Information Content and Entropy of Finite Patterns from a Combinatorial Perspective
Zsolt Pocze
TL;DR
This work presents a unified combinatorial framework for the information content and entropy of finite patterns, extending beyond traditional Shannon information. It defines the information content I(A) as the minimum number of binary decisions needed to specify a pattern and connects it to Kolmogorov complexity, while anchoring the theory with edge cases such as constant, uniformly random, and ergodic Markov patterns. The paper derives explicit formulas for these edge cases, establishes general bounds and properties (normalization, subadditivity, reversibility, monotonicity, redundancy), and introduces practical estimation via Kolmogorov-based, compression-based, and alternative measures. Entropy is then defined as H_C(A)=I(A)/(n+1), bridging short-pattern behavior with asymptotic Shannon entropy for ergodic Markov sources, and enabling robust analysis of diverse data types, including short sequences.
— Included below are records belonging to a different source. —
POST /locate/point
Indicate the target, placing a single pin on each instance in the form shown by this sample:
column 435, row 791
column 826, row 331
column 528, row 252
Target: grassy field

The framework supports combining multiple estimation methods to improve accuracy and provides a foundation for broader applications in information theory and data analysis.
Abstract
A unified combinatorial definition of the information content and entropy of different types of patterns, compatible with the traditional concepts of information and entropy, going beyond the limitations of Shannon information interpretable for ergodic Markov processes. We compare the information content of various finite patterns and derive general properties of information quantity from these comparisons. Using these properties, we define normalized information estimation methods based on compression algorithms and Kolmogorov complexity. From a combinatorial point of view, we redefine the concept of entropy in a way that is asymptotically compatible with traditional entropy.